Scarier yet is sitting the body on a cushion, in silence. I sense that sitting practice requires either incredible bravery or – as was my experience – stupid levels of curiosity. But back to asana.
Being in the body is unbelievably hard for a good portion of us. There are some who are blessed with animal intelligence, with a kind of kinesthetic naturalness that I consider brilliant because I came in without a whit. But for anyone with crazy vata, or who identifies as “smart,” or those of us who have some trauma tracers in the nervous system, learning to be quiet with the body is probably hard. The last thing we want to do is feel.
It is possible to practice asana, every day, for years, without more than a few passing moments of real proprioceptive awareness. Deeply cultivated body intelligence is a big part of what I’d call smart yoga.
Smart yoga is casing the heck out of anyone you might call teacher. For example: what are her relationships with all her former teachers, and is there any heavy baggage there that she’s going to pass on to you? Are there any holes in the resume, or any influences he’s keeping hidden? Is he a little tooooo charismatic? Is she quick to celebrate your learning and mourn in your difficulties, in a way that suggests her boundaries aren’t clear and maybe she thinks your practice has something to do with her? (She’s wrong. It’s your practice, not her credit or cross to bear.) Did he have less than 10 years of practice before he got in to teaching – as if your practice deserves any less than 10,000++++ hours from a teacher? Did she get into teaching because her teacher chose, and trained, and blessed, her, or… for some other (deeply suspicious) reason?
Withholding your obedience, your respect, your trust, until these questions are answered: this is smart yoga. I have a very deep faith that we all get the teachers we deserve, for better and for worse. This is part of how.
The closer you get to the source, the more concentrated the environment. There isn’t going to be an emphasis on sales, or workshops, or publicity. There aren’t going to be a lot of extra things or experiences to buy. You’re not going to be asked to pay money to learn to assist the teacher.
The room is going to be fairly silent because the teacher will have worked through her anxiety about the body to some degree, and will have learned – over many, many, many years – how to listen and communicate with subtlety.
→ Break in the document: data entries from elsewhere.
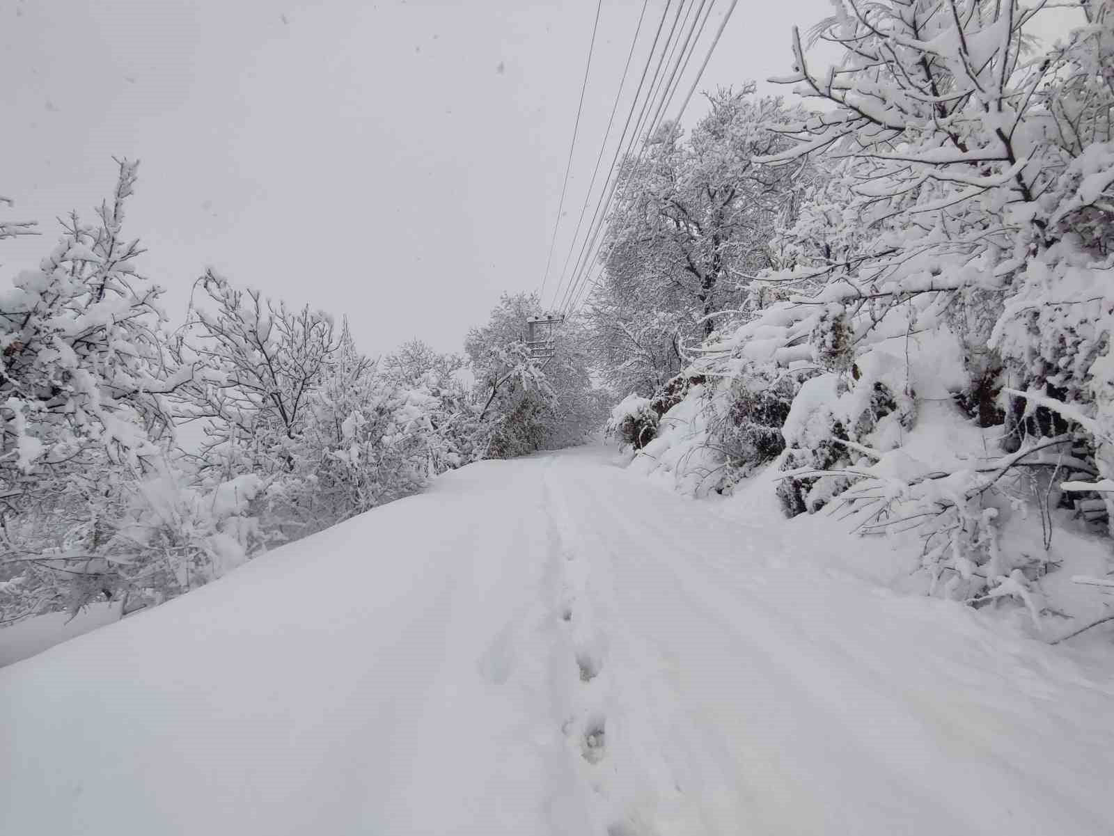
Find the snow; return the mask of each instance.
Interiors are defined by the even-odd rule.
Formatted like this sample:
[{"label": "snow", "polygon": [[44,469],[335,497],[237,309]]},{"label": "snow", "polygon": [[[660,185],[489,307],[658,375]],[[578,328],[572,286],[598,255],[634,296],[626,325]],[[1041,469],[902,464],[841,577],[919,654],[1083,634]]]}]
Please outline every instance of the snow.
[{"label": "snow", "polygon": [[470,465],[0,671],[0,833],[1107,834],[1108,649],[862,543]]},{"label": "snow", "polygon": [[119,618],[118,603],[98,602],[72,617],[68,612],[46,612],[4,627],[0,629],[0,668],[110,624]]}]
The teacher will not experiment on you or try out lots of new ideas or instructions, because after countless hours of this stuff, he will not be easily taken for a ride. What will interest him is your running your own micro-experiments while he holds space.
So the closer you get to the source, the more embodied the experience, the quieter the space, the less money/ attention/ adulation the leadership wants from you. So there’s just practice, and it’s sacred but not special. And the more we figure out how to care for the self with respect and rationality and compassion, the more obvious it is how to care for the world.